This morning found me at the Church of the Holy Family for the memorial of Bill Harrison, whom we had known from St Phillips in Durham back when we went to church. I hadn't seen him for many years but have very fond memories of him. Mostly, truth be told, from when I was working at Aurora between college and grad school and he and his wife Mary would come in. It was, frankly, a hard time for me. I was still processing my parents' divorce, which meant drinking, smoking weed and general underperformance by most metrics except getting up with fine ladies.
One time during this period a guy from my high school class, initials BW, came into the restaurant. He was almost offended by the fact that I was waiting tables. "You went to Yale to do this?" Not helpful, jackass. He is pretty much off my list. By contrast, when Bill and Mary came in they were super-warmhearted and kind. They'd ask me questions about this or that concerning Russia or Russian literature or whatever, all I really remember is that they went out of their way to be positive and supportive, and obviously I remember it to this day and am grateful.
It was lovely to hear his children tell stories of him today.

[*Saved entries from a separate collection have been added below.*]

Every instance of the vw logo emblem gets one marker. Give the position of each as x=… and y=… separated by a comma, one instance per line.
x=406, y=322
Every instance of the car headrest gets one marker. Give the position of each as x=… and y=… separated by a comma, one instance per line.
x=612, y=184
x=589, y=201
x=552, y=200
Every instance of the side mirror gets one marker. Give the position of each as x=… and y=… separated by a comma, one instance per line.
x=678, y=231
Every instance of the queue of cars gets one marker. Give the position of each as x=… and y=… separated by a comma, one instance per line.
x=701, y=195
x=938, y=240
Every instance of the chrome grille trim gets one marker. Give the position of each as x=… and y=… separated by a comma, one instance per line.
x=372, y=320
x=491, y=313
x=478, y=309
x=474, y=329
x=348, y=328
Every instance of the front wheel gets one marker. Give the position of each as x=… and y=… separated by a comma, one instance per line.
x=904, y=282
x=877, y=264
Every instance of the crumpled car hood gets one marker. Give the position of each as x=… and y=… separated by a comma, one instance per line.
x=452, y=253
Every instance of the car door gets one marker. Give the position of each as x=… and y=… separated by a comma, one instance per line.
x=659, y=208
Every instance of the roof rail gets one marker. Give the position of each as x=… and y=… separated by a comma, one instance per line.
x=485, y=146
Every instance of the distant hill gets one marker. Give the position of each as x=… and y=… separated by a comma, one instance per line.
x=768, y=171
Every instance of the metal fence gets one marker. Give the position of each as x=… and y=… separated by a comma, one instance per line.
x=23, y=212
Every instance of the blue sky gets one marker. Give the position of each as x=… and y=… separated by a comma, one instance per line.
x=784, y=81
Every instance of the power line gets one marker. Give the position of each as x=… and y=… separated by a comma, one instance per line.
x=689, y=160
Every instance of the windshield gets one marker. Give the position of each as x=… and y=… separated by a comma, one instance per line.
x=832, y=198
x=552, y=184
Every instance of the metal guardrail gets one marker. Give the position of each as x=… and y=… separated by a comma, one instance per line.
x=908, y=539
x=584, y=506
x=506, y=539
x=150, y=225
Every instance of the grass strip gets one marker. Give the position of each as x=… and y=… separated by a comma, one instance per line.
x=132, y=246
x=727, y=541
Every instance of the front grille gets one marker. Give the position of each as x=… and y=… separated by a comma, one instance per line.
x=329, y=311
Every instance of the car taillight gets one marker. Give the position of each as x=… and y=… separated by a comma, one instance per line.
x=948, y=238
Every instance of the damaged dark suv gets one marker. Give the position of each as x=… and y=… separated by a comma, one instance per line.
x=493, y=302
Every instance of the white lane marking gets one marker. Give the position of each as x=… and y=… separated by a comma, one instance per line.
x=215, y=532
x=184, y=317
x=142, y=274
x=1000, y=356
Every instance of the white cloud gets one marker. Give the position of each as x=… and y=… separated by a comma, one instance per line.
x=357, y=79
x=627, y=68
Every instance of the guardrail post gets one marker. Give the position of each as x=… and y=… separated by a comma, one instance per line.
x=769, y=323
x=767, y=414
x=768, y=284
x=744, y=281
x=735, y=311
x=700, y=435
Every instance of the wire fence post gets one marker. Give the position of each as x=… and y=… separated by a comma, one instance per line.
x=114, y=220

They were equally genuine.
The service itself though, I must say, surprised me in its stiffness and formality. Even perhaps relative to memorial services uptown at Chapel of the Cross, this seemed stiff. I've never seen Episcopalians cross themselves in church, for instance. Particularly in contrast to the more direct services I've been to at less fancy denominations, particularly the Baptist church uptown, which are a little direct. A friend said of the relative formality of Episcopalian services that the point is that we are all equal in the eyes of the Lord. Whatever. I ain't carving time out of my weekend for that.
But still, one must pay one's respects.